UNDER the fierce pressure of the Thatcher government's militant conservatism, the opposition Labor Party is moving sharply leftward. It may also be breaking up. The comfortable cliches about British politics, and its tendency to draw power to the center, are being rapidly eroded.
James Callaghan, former prime minister and the party's leader, was repeatedly defeated by the doctrinaire left in the party's annual conference two weeks ago. Having had enough, Mr. Callaghan has now resigned the leadership. The immediate question of his successor is less interesting than the changes overtaking the character of politics in Britain.
Over Mr. Callaghan's vehement objections, a narrow majority at the conference committed the Labor Party to pull Britain out of the Common Market. The same narrow majority pledged the party to much wider nationalization of industry, and to unilateral nuclear disarmament. Within the minority -- Labor's right wing, although well to the left by American standards -- there was increasingly serious talk about pulling out and setting up a new social democratic party.
Mr. Callaghan lost control of the conference because of the rapid swing leftward by some, although not all, of the unions. Traditionally a force for political moderation, the unions are now as badly divided among themselves as the party itself.
Since last winter Britain has been moving through a severe recession, following fairly closely the warning forecasts laid down by Prime Minister Thatcher's government. Unemployment is now higher than at any time since the Depression, and likely to go higher in the bleak winter ahead. Inflation and interest rates are down a little from last spring, but still very high.
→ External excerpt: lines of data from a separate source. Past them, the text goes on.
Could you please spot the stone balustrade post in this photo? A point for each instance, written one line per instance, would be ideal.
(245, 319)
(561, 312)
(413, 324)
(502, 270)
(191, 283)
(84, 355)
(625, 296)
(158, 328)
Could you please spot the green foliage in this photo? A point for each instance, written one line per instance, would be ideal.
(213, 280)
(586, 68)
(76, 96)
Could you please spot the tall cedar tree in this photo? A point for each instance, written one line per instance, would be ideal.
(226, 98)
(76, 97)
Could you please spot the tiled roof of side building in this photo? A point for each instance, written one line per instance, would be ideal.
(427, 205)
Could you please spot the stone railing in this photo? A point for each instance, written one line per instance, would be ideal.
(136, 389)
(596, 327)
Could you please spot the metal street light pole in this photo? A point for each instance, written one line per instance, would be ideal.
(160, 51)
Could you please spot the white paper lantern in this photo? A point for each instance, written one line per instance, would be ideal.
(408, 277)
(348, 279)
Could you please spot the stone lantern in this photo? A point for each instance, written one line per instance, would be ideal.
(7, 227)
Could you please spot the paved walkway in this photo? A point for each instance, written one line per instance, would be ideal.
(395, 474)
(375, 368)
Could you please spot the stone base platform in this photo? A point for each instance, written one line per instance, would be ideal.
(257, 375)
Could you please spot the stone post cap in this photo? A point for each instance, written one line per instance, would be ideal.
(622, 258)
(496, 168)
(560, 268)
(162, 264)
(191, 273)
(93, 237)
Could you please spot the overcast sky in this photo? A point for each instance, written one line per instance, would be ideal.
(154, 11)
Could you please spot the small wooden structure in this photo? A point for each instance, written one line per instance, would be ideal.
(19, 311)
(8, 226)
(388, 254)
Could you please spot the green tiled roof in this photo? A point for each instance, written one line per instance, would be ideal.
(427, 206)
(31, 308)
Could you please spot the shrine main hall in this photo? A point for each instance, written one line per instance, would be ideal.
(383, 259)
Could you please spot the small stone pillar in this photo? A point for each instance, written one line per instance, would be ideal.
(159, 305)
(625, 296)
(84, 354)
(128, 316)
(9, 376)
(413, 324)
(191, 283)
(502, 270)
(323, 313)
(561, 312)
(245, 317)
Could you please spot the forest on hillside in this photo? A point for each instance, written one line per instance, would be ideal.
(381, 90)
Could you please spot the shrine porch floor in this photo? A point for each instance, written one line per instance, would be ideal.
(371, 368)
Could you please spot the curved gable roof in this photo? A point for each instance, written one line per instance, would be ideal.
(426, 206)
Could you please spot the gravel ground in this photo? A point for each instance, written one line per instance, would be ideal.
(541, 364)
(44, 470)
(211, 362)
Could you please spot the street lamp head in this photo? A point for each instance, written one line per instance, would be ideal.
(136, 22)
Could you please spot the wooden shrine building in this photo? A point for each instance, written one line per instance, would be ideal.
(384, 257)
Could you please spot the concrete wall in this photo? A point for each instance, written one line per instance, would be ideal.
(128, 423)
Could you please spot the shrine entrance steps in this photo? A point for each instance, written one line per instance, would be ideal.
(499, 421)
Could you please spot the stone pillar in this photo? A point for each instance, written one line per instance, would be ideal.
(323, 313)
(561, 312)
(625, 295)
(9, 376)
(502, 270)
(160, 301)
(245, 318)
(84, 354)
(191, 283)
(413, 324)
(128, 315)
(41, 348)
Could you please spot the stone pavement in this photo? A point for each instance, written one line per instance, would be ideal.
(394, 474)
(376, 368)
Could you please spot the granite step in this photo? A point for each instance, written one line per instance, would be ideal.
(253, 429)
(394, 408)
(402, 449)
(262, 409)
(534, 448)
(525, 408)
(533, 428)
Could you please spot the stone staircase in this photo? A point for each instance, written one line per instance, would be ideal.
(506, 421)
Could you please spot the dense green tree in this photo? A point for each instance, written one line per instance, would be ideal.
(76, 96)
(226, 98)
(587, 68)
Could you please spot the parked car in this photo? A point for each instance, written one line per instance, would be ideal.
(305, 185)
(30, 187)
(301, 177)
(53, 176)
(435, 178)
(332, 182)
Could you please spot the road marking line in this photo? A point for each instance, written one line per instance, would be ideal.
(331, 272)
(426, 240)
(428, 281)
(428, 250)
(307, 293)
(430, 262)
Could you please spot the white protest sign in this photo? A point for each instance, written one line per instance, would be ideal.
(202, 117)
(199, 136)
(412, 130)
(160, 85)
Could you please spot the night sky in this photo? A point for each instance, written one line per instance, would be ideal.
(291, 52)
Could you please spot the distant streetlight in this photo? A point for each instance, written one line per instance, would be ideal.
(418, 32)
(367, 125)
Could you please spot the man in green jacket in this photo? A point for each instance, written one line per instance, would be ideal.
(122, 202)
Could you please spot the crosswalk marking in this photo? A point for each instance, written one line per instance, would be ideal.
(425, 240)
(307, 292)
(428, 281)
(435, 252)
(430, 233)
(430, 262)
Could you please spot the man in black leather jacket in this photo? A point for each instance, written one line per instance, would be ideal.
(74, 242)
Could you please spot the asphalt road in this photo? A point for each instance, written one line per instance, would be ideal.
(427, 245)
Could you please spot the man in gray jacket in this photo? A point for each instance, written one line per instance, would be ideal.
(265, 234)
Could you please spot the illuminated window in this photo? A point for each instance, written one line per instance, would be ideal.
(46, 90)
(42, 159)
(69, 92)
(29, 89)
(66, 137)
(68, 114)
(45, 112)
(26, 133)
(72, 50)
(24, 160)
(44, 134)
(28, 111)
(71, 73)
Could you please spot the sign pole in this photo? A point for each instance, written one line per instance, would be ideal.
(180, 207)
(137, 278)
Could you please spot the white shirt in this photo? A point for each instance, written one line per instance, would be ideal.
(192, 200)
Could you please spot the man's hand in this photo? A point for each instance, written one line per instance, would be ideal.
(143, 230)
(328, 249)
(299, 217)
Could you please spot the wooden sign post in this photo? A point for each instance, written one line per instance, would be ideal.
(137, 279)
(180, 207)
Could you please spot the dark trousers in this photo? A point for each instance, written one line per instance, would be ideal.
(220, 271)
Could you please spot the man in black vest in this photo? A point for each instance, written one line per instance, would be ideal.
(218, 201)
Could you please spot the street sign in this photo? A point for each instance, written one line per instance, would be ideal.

This recession is the wringer that Mrs. Thatcher promised when she came into office last year. She's delivering. Her view is that it's the only way to curtail the inflation and revive industrial efficiency. How long will the wringer roll on? To maintain her present complete control over policy, Mrs. Thatcher will probably have to begin showing results sometime this winter. But the fragmentation of the Labor Party, and its rapid leftward drift, give her more time. There is no longer a moderate middle in British political life, offering refuge to any of Mrs. Thatcher's Conservatives who might be tempted to defect. That's good for Mrs. Thatcher's program, and good for her chances of carrying it through despite its mounting costs. But it foreshadows a political system that is profoundly -- and, for Britain, uncharacteristically -- polarized.